Embodiments of the present invention will be described below with reference to the drawings.

[Example 1] Tungsten powder 95wt% - Nickel powder 3.5w% -
The iron powder was blended to a composition of 1.5 wt % and mixed using a ■ type mixer. The obtained mixed powder was compression molded under a hydrostatic pressure of 2 tOn/crA, and the molded product was heated at 1530°C in hydrogen.
Liquid phase sintering was carried out for 40 minutes. Next, the sintered body was heated to 1200℃.
After heat treatment in vacuum for 2 hours, the specimens were machined into tensile specimens.

A tensile test was conducted on this test piece under different temperature conditions.

Figure 1 shows the test results. At temperatures below 50°C, there is little elongation. On the other hand, it can be seen that the tensile strength and 0°2% yield strength decrease as the temperature increases.

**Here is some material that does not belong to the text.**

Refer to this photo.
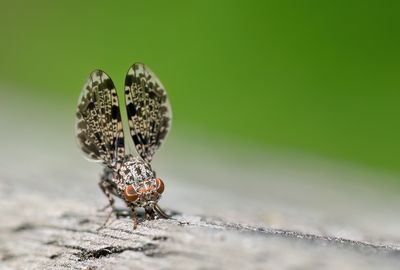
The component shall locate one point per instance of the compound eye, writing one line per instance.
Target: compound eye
(160, 185)
(130, 194)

Next, the composition was changed to tungsten powder 97wt% nickel powder 2
．． 1 wt% - iron powder 0.9 wt%,
A plurality of samples were prepared by compression molding, liquid phase sintering, and heat treatment in the same manner as above. Then put them at 20″C (room temperature) and 50°C.
, 200, 400, and 600°C, and the Vickers hardness was measured.

The test results are shown in Figure 2. Those cold-worked at room temperature break at a reduction in area (RA) of 50%, and the hardness at that time is Hv. It was 460. On the other hand, the temperature 50
, 200, 400, and 600°C, there was no breakage even when the RA reached 70%, and the hardness at that time was Hv480. Hv525. Hv
560. Hv605, clearly showing the effect of increasing hardness due to warm working.

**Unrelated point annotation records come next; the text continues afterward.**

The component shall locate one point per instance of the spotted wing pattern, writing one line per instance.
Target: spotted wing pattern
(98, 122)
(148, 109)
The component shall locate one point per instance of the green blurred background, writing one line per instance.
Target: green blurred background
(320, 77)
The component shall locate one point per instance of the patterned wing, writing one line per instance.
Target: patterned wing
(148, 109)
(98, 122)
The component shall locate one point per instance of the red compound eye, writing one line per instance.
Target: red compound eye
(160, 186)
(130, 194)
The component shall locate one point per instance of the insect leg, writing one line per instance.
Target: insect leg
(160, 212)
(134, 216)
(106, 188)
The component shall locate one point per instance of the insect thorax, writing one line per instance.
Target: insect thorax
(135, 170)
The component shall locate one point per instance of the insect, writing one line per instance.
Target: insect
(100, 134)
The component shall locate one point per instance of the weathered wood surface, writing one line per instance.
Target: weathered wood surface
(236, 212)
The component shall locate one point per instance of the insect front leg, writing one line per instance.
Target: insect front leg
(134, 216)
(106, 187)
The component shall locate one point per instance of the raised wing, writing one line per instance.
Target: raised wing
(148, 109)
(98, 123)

[Example 2] As in Example 1, tungsten powder 97 wt% nickel powder 2.1 w L% - iron powder 0.9 wt% was compression molded → liquid phase sintered → heat treated, and then heated to 20°C. (room temperature) and 50,200°C, and the hardness distribution from the outside to the inside of the material was measured.

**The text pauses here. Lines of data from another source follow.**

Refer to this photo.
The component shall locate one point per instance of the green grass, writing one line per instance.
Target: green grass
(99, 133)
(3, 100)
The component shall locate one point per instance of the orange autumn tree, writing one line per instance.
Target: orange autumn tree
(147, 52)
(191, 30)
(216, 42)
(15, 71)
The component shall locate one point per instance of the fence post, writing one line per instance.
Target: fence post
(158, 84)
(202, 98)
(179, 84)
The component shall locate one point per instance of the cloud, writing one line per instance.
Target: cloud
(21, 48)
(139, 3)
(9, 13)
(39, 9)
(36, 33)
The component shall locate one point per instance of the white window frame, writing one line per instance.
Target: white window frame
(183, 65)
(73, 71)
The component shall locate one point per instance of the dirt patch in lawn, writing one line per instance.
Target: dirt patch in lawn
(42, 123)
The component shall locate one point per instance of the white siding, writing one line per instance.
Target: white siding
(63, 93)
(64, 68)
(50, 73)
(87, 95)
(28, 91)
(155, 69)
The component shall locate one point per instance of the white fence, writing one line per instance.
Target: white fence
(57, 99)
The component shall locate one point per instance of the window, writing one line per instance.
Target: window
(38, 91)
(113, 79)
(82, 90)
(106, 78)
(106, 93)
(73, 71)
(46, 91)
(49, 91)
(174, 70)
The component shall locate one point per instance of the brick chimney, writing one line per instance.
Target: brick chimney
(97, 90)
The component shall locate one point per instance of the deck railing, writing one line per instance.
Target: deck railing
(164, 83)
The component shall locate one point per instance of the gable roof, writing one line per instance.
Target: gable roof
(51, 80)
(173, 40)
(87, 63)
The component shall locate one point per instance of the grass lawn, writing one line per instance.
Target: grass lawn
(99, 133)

The test results are shown in Figure 3. For those cold-worked at room temperature, a rapid decrease in hardness was observed from the surface to the center of the sample. On the other hand, those subjected to warm working at a temperature of 50.200'C showed uniform hardness from the outside to the inside, clearly demonstrating its homogeneity.

〔Effect of the invention〕

As explained above, according to the present invention, a tungsten liquid phase sintered alloy material of a predetermined composition is subjected to warm working at a temperature of 50 to 600°C and a working rate of 5 to 70%. I took it as a thing. Therefore, there is an effect that high hardness, which cannot be obtained by cold working alone, can be obtained uniformly inside and outside without destroying the material. Moreover, the effect that the material can be partially hardened is obtained. A further advantage is that oxidation problems that occur with conventional age hardening do not occur.

[Brief explanation of the drawing]

Figure 1 is a graph showing the relationship between temperature and tensile properties of tungsten liquid phase sintered alloys, Figure 2 is a graph showing the relationship between processing rate and hardness in the present invention and the conventional example, using processing temperature as a parameter, and Figure 3 is a graph of the present invention. It is a graph comparing the homogeneity of curing between the invention and a conventional example.

Claims (1)

[Claims] (1) Tungsten 90-98%, balance Cu, Fe, N
For liquid phase sintered alloy materials containing one or more of Co.
A method for producing a high-hardness tungsten liquid phase sintered alloy, characterized by performing warm working within a range of 70%.